There’s a bias in Shachtman’s notes that’s pretty obvious, starting with the assumption of motives:

The battle started with a classic piece of military deception – Defense Minister Ehud Barak feigning a peace initiative, and then launching a massive set of airstrikes.

Immediately prior to CAST LEAD, the joint ceasefire between Hamas and Isreal had expired. Isreal requested a renew of the ceasefire based upon Hamas ceasing all rocket attacks into Isreal. Hamas declined. In the face of increasing in-direct fire on civilians, the Isrealis mounted Operation CAST LEAD. Shachtman implies that Isreal was using the offer of a ceasefire as a pretext for waging war. The pretext for war has existed for far longer than Hamas has been in control of Gaza: every time an attack is launched into a sovereign nation, that nation is afforded the opportunity to defend itself.

The “branding” notes are confused. From an objective observer stand-point, the message that the IDF was trying very hard to avoid civilian casualties was clearly received and understood. At no part did the IDF shy away from the fact that they were using high-explosive in very tight quarters; there was no pretense of “dropping flowers, instead of bombs.” Instead, they showed time and time again to the world and reporters like Shachtman that they were very concerned about the impact of their actions both locally and globally. Why would they open up their targeteers, a “secretive unit” to show how much work went into target selection and prosecution? Where stuff started to go off the reservation, it was with an outside actor, the Foreign Ministry, using completely inappropriate terminology to try and piggy back on the IDF’s IO. The IDF was saying “we have a stick and we’re not afraid to use it smartly” while the Foreign Ministry was comparing their country to wild animals in cages. It very much parallels communication issues present between the US State Department and DoD in the aftermath of the Iraq war. Overall, the IO strategy was overall well orchestrated, it was the tactics that were ad hoc. Again, this is very much in line with the Obama campaign IO.

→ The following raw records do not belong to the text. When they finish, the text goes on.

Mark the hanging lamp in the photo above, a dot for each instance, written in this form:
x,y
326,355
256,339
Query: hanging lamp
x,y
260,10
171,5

At the conclusion of CAST LEAD, Shachtman says there was a wide swing of opinion against the Isreali operation. This is, again, oversimplified and biased to one side. As the operation drew down, Western journalists began to make unfiltered, unresearched claims about the results of CAST LEAD, much as they had done in previous instances such as Jenin. With the IDF IO strategy still in effect, claims about unprovoked attacks on UN buildings were quickly proven to be false thanks to continued demonstrations of innonce by the IDF. This contrasts favorably with the IO effects from the Lebanon strikes in 2007, where the IDF was unwilling to contradict falsified reports from Hezbollah strongholds. In fact, with the increased transparency on all sides, the world for the first time saw what the Palestinians were doing to each other without any help from the IDF. In that kind of environment, Shachtman’s opinion polls of Hamas approval are about as valid as Saddam Hussein’s vaunted 99% vote.

I think there is a lesson that Shachtman, and by extension much of the MSM, is ignoring. That lesson is that militaries as well as individuals are realizing that journalists are as much a part of the battlefield as any other component. In many cases, organizations are skipping forums that are known to be hostile to their information (BBC, Rueters, AP) and putting information directly out there. Even when an opposition figure listens to some of the information that is placed in front of them (the interview between Shachtman and Gils), they end up abscribing decent motives only to the actor directly in front of them vice the institution that has trained that actor. The context of IO can only really be discerned in the context of influence operations, and in this case I believe that the CAST LEAD IFO effort was much better coordinated, organized, and run than any previous military IFO.